Turning Mitigations off

The mitigations parameter refers to some mitigations built into the kernel to address the Spectre [2] and Meltdown [3] CPU vulnerabilities. Switching all optional CPU mitigations off can improve CPU performance, but be aware of the security risks. Don't use this option if you are concerned about security. You should only consider turning off mitigations if your Linux system is not on any network or if you are certain that your CPU is not affected by the Spectre and Meltdown vulnerabilities.
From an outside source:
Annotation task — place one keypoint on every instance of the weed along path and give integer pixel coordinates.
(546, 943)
A watchdog timer is a tiny utility that is used to detect and recover from computer malfunctions. Specifically, it can perform a power reset for various hardware to maintain operations without manual intervention. See if your system is using a watchdog timer with the following command:

$ cat /proc/sys/kernel/watchdog

1 means the timer is on;   means it is off.

This kind of hardware monitoring is good for mission-critical servers and unattended embedded devices, but definitely not desktops or laptops. Therefore it is a good idea to disable the watchdog timer completely by appending the nowatchdog boot parameter.

Benefits of Recompiling

Sooner or later, you might want to go deeper and make more solid changes by recompiling the Linux kernel. One benefit of recompiling is that you can banish all unneeded hardware support and get a smaller kernel. There are dozens of historic, legacy, and exotic hardware items that the kernel still supports even though the majority of desktop or laptop users will have no need for this support. A smaller kernel means a smaller disk and memory footprint, which can improve performance.
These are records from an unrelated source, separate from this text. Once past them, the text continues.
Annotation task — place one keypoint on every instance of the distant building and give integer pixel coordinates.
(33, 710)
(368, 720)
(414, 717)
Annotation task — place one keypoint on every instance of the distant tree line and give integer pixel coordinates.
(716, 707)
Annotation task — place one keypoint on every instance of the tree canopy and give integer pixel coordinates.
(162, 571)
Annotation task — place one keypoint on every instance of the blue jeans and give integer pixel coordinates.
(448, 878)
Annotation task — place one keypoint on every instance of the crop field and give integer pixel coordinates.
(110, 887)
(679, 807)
Second, you can rearrange the kernel drivers by removing them from the monolithic part of the system (bzImage, aka vmlinuz) and adding them to the modular part (root fs, aka initrd – see Figure 2). Making the monolithic part smaller was a good practice in the past, and it is still important these days for systems with no more than 2GB of RAM. Also, changing drivers from the statically compiled kernel to modules greatly improves the resume time after hibernation or suspension. This explains why an average Linux system takes much longer to wake up than macOS with its microkernel.

Figure 2: Use the lsinitrd command to determine which kernel modules are part of initramfs, the tiny filesystem that loads entirely into RAM upon the Linux system boot up.

Third, the Linux kernel already includes settings for better desktop performance, but they are not enabled by default. Customizing the kernel configuration lets you enable full preemption, pick higher timer frequency, define a CPU family, enable zstd compression, and more.

Fourth, you can patch the kernel with third-party patch sets to achieve many performance-related enhancements at once. As you will learn later in this article, projects like XanMod [4] and Liquorix [5] maintain custom kernels that are tuned to optimize performance for specific scenarios in case you don't want to meddle with every kernel setting by hand.